GEM_HOME=/builddir/build/BUILD/asciidoctor-pdf-1.5.3/usr/share/gems rspec spec/

I could work with this.

Sure, its come back with some name errors:

I mistyped the constant name.

@snecklifter Can you try Vit's suggestion with the branch as it is now (I rolled back the bin_script resolver change). Let's see if setting GEM_HOME gets us there. Then we'll decide what to do.

+ rspec spec

Please don't specify the directory. The project is configured to use rspec without any arguments.

rspec ./spec/table_spec.rb:380 # Asciidoctor::PDF::Converter - Table Dimensions should not break words in head row when autowidth option is set

This test assumes you are running the test suite against prawn-table from its master. I need to detect this and have the test assert accordingly. Action item for me.

rspec ./spec/image_spec.rb:688 # Asciidoctor::PDF::Converter - Image Remote should read remote image over HTTPS if allow-uri-read is set

I think you need to disable this one too because it requires network access. We could add like a NO_REMOTE environment variable so all remote tests are automatically disabled without a patch.

rspec ./spec/cli_spec.rb:23 # asciidoctor-pdf Require should load converter if backend is pdf and require is asciidoctor-pdf
rspec ./spec/cli_spec.rb:31 # asciidoctor-pdf Require should load converter if backend is pdf and require is asciidoctor/pdf

These are going to fail because they require requiring the gem we are testing, which does require Bundler. I can have them automatically disable if the test suite was not run with Bundler.

@snecklifter Can you add the NO_REMOTE environment variable to the run? I'll update the test suite to disable those tests. Then you don't need to mark them as pending. (If you prefer another environment variable name, let me know, like NO_NETWORK, or whatever).

I fixed the CLI and table tests. Now we're just down the NO_NETWORK / NO_REMOTE situation.

Btw, this test suite verifies that, on Fedora, prawn 2.2.2 works with pdf-core 0.8.1. I don't know why that combination doesn't work when using the RubyGems directly from source...but that's just what's happening.

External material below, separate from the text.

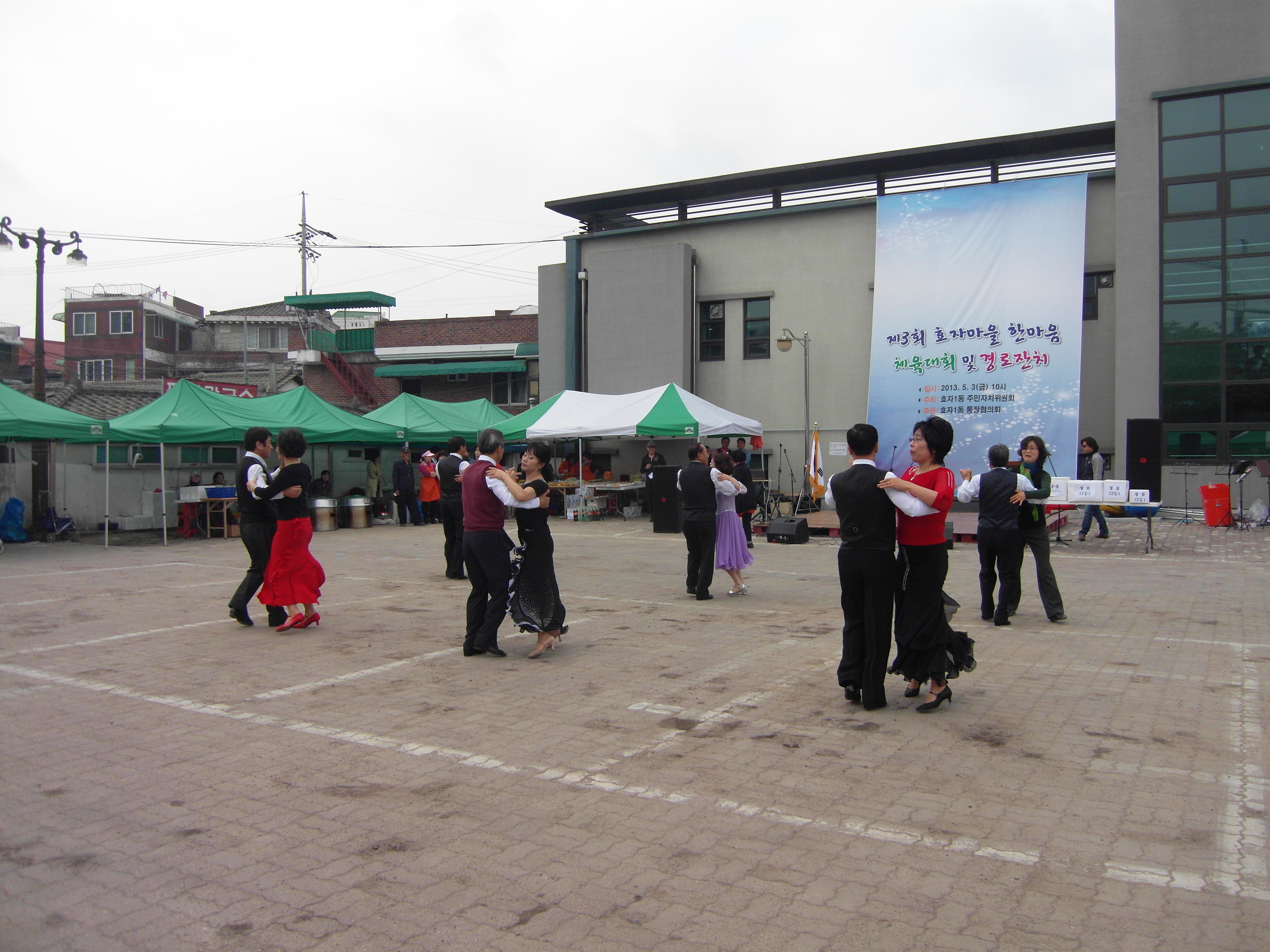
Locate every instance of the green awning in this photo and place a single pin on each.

This test suite gives us peace of mind that this combination of RPM gems is functional on Fedora.

@snecklifter Can you try Vit's suggestion with the branch as it is now (I rolled back the bin_script resolver change). Let's see if setting GEM_HOME gets us there. Then we'll decide what to do.

Looking good:

https://kojipkgs.fedoraproject.org//work/tasks/5663/44195663/build.log

With regards to the env variable for remote tests, am I setting:

NO_REMOTE=true

or something else?

rspec ./spec/image_spec.rb:688 # Asciidoctor::PDF::Converter - Image Remote should read remote image over HTTPS if allow-uri-read is set

I think you need to disable this one too because it requires network access. We could add like a NO_REMOTE environment variable so all remote tests are automatically disabled without a patch.

have disabled this for the moment before the NO_REMOTE patch lands.

I realized that an rspec tag would be a better solution for the network issue. Please run the test suite as follows:

rspec -t ~network

That will disable any test that requires the network. Note that it does not disable tests that use the local webserver managed by the test itself.

You should no longer have to disable any tests.

@snecklifter Can you confirm that you can run rspec -t ~network without having to disable any tests?

I've merged into master, but will keep open until the fix is confirmed for the v1.5.x branch.

@snecklifter Can you confirm that you can run rspec -t ~network without having to disable any tests?

Looks good, thanks!

https://kojipkgs.fedoraproject.org//work/tasks/1645/44371645/build.log

That is fantastic news! Thanks for your work on this @snecklifter. And thanks for the assistance @voxik.